State Comptroller Kevin P. Lembo’s office announced Thursday that a huge, decades-old backlog in finalizing state pensions should finally be alleviated over the next 18 months.
Lembo said the move also would make it easier for state workers to research their future benefits while largely freeing his staff from a process previously done by hand.
“This is a big step forward for the state,” Lembo told The Mirror in an interview Thursday afternoon. “It was really hard to get clear of that manual process, but it was clear that this had to become automated. This just makes sense.”
“We are preparing for a quick resolution,” Lembo’s chief of staff, Martha Carlson, reported Thursday morning to the State Employees Retirement Commission, referring to a backlog of approximately 14,380 unaudited pensions awarded to retired state employees.
The office hopes to launch the new automated system by February or March, Carlson said, adding that it estimates the backlog could be eliminated within 12 months after the launch.
She also cautioned that there always would be complicated pensions that could require extra time. But there should not be any substantial backlog once the current one is resolved, she said.
At present, once a worker leaves state service, an interim pension payment is estimated.
The comptroller’s office that begins an audit process to calculate the pension precisely to reflect salary history, overtime, hazardous duties and other factors.
This process always has been done manually and involves assembling paper, microfiche and electronic records – some of which go back decades – for each retiree.
But things became particularly problematic in the 2000s when legislatures and governors approved three early retirement incentive programs that produced big surges in workers leaving state employment earlier than anticipated.
The state auditors of public accounts – a legislative watchdog agency not affiliated with pension audit staff in the comptroller’s office – began warning frequently during this period that the backlog was getting too large and didn’t reflect sound business practice.
According to past reports from the state auditors, the backlog grew from 1,200 just before 2003 to almost 6,600 by 2008. And it reached 10,600 by mid-2010.

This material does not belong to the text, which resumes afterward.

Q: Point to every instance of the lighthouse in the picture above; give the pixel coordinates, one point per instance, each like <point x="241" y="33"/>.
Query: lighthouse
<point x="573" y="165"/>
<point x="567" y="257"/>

Though Gov. Dannel P. Malloy refused to offer early retirement incentives when he negotiated labor concessions in the summer of 2011 to help close a big budget deficit, he did agree to postpone any new restrictions on retirement benefits until October of that year.
This produced another surge in retirements similar to those during the early retirement incentive programs. Since mid-2010, the backlog has grown by almost 3,800 pension audits.
Lembo said his office has been working since 2012 to research options, plan a new audit system, secure funding and integrate new software with the state’s existing human resources data processing network.
And even though the backlog has meant retirees may wait years for a final resolution of their pensions, Lembo said that – outside of the state auditors’ office – there hadn’t been much pressure from labor or state management to change the system.
That’s because state law requires Connecticut to pay 5 percent interest per year on any lump sum amount deemed owed to the retirees after the audit is completed.
And state officials generally did not complain since the state was able to achieve investment earnings on any withheld pension funds, Lembo said, adding that Connecticut’s annual investment return often topped 5 percent.
“It’s still not a good business practice,” Lembo said, adding that the backlog eventually would grow to unwieldy proportions, and that had to be addressed.
The comptroller added that the new computerized system offers other benefits.
“Our staff won’t be answering calls from employees in another agency asking, if they leave today, what their benefits will be,” he said. “They can just log into the system and look it up for themselves.
“Paper files, microfiche – that’s not how business is done anymore.”